I’m not saying that Expressive Bidding, Real-World Bidding, Comprehensive Bidding, or whatever-you-want-to-call-it-today-bidding is not important, it is, because, without it, any optimization application with any degree of sophistication will be quite difficult to use, just that it’s not the greatest thing since sliced-bread, which CombineNet’s marketing materials would leave to believe.

What’s important is:

  1. The ability to support all of the relevant costs and cost tiers.
  2. The ability to support all of the fundamental constraint types required for true strategic sourcing decision optimization.
  3. The ability to generate a model that accurately represents all of the relevant costs and constraints.
  4. The ability to optimally solve the model in a realistic time frame.

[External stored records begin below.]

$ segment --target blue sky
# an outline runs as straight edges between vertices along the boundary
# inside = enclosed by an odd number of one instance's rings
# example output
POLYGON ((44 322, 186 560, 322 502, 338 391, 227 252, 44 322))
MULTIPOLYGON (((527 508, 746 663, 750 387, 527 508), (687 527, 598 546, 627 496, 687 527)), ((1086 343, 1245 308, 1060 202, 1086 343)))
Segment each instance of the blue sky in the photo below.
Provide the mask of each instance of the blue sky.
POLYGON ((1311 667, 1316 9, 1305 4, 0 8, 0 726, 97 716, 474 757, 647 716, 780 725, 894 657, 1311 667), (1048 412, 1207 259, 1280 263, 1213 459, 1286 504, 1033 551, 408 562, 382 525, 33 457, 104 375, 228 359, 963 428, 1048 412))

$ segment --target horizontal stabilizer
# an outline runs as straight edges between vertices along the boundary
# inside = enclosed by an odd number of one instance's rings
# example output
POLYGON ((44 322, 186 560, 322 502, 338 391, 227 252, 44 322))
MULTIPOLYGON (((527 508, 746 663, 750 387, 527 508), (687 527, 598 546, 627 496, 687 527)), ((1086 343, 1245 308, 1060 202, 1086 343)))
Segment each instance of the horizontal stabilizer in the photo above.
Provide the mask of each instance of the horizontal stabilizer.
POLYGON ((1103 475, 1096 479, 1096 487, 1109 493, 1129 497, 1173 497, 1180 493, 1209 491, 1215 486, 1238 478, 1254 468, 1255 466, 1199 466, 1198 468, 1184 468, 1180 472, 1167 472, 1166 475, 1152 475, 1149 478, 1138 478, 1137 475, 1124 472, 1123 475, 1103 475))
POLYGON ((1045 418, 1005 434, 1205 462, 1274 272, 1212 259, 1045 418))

Where CombineNet really stands apart from the rest of the pack is with respect to:

3. Their ability to generate a model that accurately represents all of the relevant costs and constraints.
4. Their ability to optimally solve the model in a realistic time frame.
5. Solve larger models than the majority of their competitors.

So tomorrow we’ll discuss these required capabilities and what BoB truly is, and, more importantly, what CombineNet’s offering really is and what is just annoying marketing hype.